The team behind close friend photo-sharing app Retro has developed a side project called Splat that turns your photos into AI coloring pages for kids. Start with a new shot or something from your camera roll, choose a visual style, then create a clear line drawing page that your child can color on screen or print out.
Parents can already find endless printable pages online, but the search is often the annoying part. Many sites are ad-heavy, overloaded, or charge small fees when you just want a quick hand for a bored child.
Splat’s workflow is based on quick decisions. Select a photo, choose a style like anime, manga, cartoon, comic, or a 3D movie look, and the app will convert it into an outline of a coloring sheet.
If you don’t have the right image on hand, Splat also offers its own kid-friendly categories, including Animals, Space, Flowers, Fairy Tales, Robots, and Cars. In short tests, generation was quick, keeping the time between idea and printing short.
Splat keeps onboarding in check.

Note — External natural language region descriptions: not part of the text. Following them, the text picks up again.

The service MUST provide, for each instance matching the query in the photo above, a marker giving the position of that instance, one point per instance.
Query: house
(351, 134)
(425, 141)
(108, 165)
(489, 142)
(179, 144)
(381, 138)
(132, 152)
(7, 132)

When you first create it, the app will ask you to choose an icon and choose categories that your child likes. You can create a page for free, then it costs $4.99 per week for up to 25 pages or $49.99 per year for up to 500 pages. Settings and purchases are behind a birth gate designed to prevent children from slipping through. If you’re concerned that your child is creative enough to bypass these security gates, check out the best parental control apps now.
It’s part of a kid-friendly AI wave
Splat fits into a growing category of tools that use AI to inspire low-stakes physical creativity. The goal is something that ends up off-screen as paper that your child can color, cut out, or turn into a craft project. However, if you prefer to keep it eco-friendly, the best tablets are for you.

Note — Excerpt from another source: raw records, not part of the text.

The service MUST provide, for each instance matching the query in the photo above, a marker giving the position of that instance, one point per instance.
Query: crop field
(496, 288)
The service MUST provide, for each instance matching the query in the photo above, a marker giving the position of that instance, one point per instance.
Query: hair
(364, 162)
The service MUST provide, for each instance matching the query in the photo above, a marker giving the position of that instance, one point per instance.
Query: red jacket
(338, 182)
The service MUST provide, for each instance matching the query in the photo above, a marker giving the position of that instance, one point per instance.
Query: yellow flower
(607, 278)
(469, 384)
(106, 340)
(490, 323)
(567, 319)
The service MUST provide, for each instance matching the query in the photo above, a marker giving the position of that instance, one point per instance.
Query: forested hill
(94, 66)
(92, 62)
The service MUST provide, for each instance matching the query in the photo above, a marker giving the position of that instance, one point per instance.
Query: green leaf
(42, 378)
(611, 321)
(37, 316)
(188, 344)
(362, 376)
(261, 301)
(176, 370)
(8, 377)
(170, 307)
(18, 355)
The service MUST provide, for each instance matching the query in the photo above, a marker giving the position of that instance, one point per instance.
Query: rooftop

The same direction can be seen in other AI products for children. Miko 3 packs an AI companion into a friendly robot. Curios Springer brings conversational AI to a plush toy. Poe, the AI story bear, is dedicated to storytelling, turning prompts into personalized stories. Different formats, a similar use of AI as an impetus to play.
What to watch next
Splat competes with free printables that are just a click away, even if the click path is chaotic, and subscriptions raise the bar for parents who only print occasionally.
Splat is available for iOS and Android. If you’re curious, the practical step is to use the free generation with a photo your child already loves, and then decide whether the weekly cap or annual cap corresponds to the frequency with which you actually create new pages.